Abstract
1410
Objectives: A primary barrier to the development of machine learning models in radiology is the need for high quality physician labels for a large number of exams. Clinical PACS systems store this information, yet it is often buried within unstructured physician-dictated reports. The goal of this study was to evaluate the feasibility of training a model with labels extracted from radiology reports using natural language processing (NLP). We extracted visual 18F-FDG PET lymphoma Deauville scores from radiology reports and trained a classification model to predict responding and non-responding lymphoma patients from their PET images.
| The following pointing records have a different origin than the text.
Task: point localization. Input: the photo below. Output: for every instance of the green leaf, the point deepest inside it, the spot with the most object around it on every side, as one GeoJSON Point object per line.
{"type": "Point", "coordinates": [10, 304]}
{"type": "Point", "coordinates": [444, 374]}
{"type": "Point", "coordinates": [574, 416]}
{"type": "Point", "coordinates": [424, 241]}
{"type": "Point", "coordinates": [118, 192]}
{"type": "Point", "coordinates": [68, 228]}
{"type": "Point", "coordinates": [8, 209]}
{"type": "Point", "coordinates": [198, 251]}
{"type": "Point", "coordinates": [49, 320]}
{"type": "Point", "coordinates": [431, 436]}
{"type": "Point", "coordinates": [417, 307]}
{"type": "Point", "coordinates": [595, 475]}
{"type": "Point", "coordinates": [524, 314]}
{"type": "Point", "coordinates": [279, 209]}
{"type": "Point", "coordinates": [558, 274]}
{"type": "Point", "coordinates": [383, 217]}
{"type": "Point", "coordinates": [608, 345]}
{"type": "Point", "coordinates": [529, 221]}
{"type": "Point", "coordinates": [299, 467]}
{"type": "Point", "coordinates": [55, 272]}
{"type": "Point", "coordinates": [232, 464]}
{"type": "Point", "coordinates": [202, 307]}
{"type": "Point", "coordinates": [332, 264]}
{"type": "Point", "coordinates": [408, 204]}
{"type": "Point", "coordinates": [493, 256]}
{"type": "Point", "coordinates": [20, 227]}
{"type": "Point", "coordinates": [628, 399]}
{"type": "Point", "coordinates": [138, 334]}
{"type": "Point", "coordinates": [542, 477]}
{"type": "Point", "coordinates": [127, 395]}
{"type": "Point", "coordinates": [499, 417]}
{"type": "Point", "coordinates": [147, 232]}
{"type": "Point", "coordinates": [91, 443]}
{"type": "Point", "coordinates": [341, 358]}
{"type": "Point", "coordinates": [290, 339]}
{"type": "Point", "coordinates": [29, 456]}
Methods: A vendor-provided NLP tool was used to query the University of Wisconsin clinical PACS database for all PET exams related to lymphoma from 2009 to 2018. FDG PET images and radiology text reports were pulled and anonymized. Radiology reports were preprocessed to remove punctuation and stop words. Stemming and n-gram analysis was performed to find all variations in phrasing for Deauville score reporting. Deauville scores of 1-3 (responding) and scores of 4-5 (non-responding) were grouped together. Cases were removed that mentioned post-surgical inflammation, secondary cancer, or in which the physician’s report impression was not definitive (e.g., uncertain reactive nodes). Coronal maximum intensity projections (MIPs) of the whole-body PET images were used as input to an EfficientNet convolutional neural network (CNN). Training was performed using a rectified ADAM optimizer with a cyclic learning rate for 70 epochs. Data was split for training (70%), validation (15%), and testing (15%). A customized local interpretable model-agnostic explanations (LIME) method was used to help explain the model’s incorrect classifications.
Results: Out of 4523 lymphoma PET exams, 1710 had reports containing Deauville scores. Following removal of ambiguous cases, there were 831 responding cases and 838 non-responding cases. In the test data set (N=249), the CNN was able to predict non-responding cases with an accuracy of 85%, sensitivity of 90%, and specificity of 81%. According to LIME, common causes of false-positive classifications included regions of brown adipose tissue uptake, injection site uptake, and kidney/ureter uptake.
Conclusions: This study demonstrated the feasibility of using NLP to extract training labels from clinical radiology reports for training large-scale image classification models. The model was able to predict non-responding from responding lymphoma patients based on PET MIP images.